Why do the same thing over and over, if you can get some help from a robot-assistant instead? This is an overview of useful tools you might not know yet, which can help you to automate parts of your development workflows.
I hope this will help you to focus on writing code and getting things done instead of thinking through each step a toil-y shell-incantation.
Make
make run
It doesn’t get easier that that. Make is my first tool of choice when it comes to automating local workflows. Instead of looking up the exact command to run your local development server, just create a Makefile, with a “run” alias. This way, you’ll be able to type “make run” - an easy to remember shortcut to get going instead of looking at the README.
Pre-commit
Pre-commit hooks are a good way to run workflows before every commit - linters or test suite runners are a good example. They are easy to forget, and then you will probably have to context-switch once more than necessary.
Setting up pre-commit hooks can be tricky. If you want to run a well-known tool, chances are that pre-commit has a ready-made plugin you can add, and which will work for every project on every developer machine with a simple command from then on.
Doit
For slightly more complicated workflows, especially if you’re using Python, you can take a look at doit to execute any kind of task. This is my choice of tool when the workflow is slightly more advanced - mostly because I like Python and my Makefile skills are on the humble side.
Direnv
A tool which checks the current (and parent) directory for a “.envrc” file, and loads environment variables from it, given that you have allowed it to do so. Direnv can help if you’re working on multiple projects. A nice alternative to handling .env files or to stuff your .profile, .bashrc (or pip post-activate files) with possibly conflicting exports.
Fabric
Sick of SSH-ing into your machines, but not quite ready to reach for Ansible or go the immutable-infrastructure way? Fabric2 is a great tool to help you automate workflows on remote machines, but you can also use it for local workflows by writing Python code. Check out this article or the docs to get started.
Modd
This tool is beyond nifty. React to file modifications, by running one-off “prep” commands or restarting/sending signals to a “daemon” process. There’s so much you can do for your development workflows with this tool! Restart your development server, rebuild assets, perform dev migrations, even interact with your Docker containers. And you can limit the tasks performed only to files which were actually changed, or to directories containing those files. Check out the README in the GitHub repository for examples. Alternatively, check out entr for a more command-line focused workflow.
Docker-compose
If you need to configure your Docker containers, or bring up more than one cooperating containers - docker-compose is the tool you should use. The Docker CLI is great for learning, and for debugging tasks, but for everything else there’s no reason to look up or type in 100-character CLI commands.

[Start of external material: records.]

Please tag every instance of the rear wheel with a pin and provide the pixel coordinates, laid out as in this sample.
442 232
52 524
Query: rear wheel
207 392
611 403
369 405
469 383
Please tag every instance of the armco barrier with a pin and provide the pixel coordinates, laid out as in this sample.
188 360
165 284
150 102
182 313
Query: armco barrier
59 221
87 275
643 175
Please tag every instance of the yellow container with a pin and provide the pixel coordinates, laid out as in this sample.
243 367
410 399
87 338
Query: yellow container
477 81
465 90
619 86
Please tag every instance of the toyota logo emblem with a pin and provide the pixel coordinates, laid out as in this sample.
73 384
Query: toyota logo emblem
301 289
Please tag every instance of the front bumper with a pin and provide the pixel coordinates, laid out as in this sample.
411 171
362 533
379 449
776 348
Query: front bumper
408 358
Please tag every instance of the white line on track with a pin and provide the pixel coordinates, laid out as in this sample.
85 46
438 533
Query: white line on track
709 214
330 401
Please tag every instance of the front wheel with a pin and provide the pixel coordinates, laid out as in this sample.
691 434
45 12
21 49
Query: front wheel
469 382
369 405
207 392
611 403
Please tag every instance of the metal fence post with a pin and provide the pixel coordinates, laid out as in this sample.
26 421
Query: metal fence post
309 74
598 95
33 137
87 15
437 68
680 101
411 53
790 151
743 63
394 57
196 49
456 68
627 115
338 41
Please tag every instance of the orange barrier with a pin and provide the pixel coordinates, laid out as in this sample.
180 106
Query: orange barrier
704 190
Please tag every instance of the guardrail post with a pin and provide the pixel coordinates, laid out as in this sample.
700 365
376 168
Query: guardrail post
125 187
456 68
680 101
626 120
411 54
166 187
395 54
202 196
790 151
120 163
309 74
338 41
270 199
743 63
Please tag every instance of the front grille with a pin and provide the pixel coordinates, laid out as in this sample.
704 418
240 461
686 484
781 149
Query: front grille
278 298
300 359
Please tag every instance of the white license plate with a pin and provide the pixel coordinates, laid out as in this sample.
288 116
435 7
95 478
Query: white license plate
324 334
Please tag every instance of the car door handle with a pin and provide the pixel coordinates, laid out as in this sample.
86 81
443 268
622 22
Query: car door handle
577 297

Alternatively, if you’re looking for a daemonless and rootless way to run OCI Containers, check out podman and podman-compose.
In Conclusion
I hope this list will help you to choose a well-suited tool to automate some elaborate and tedious parts of your workflows.
The list is biased towards the Python ecosystem, as that’s my language of choice. Probably, there are alternatives in your favourite language, but I hope it will inspire you to look for them.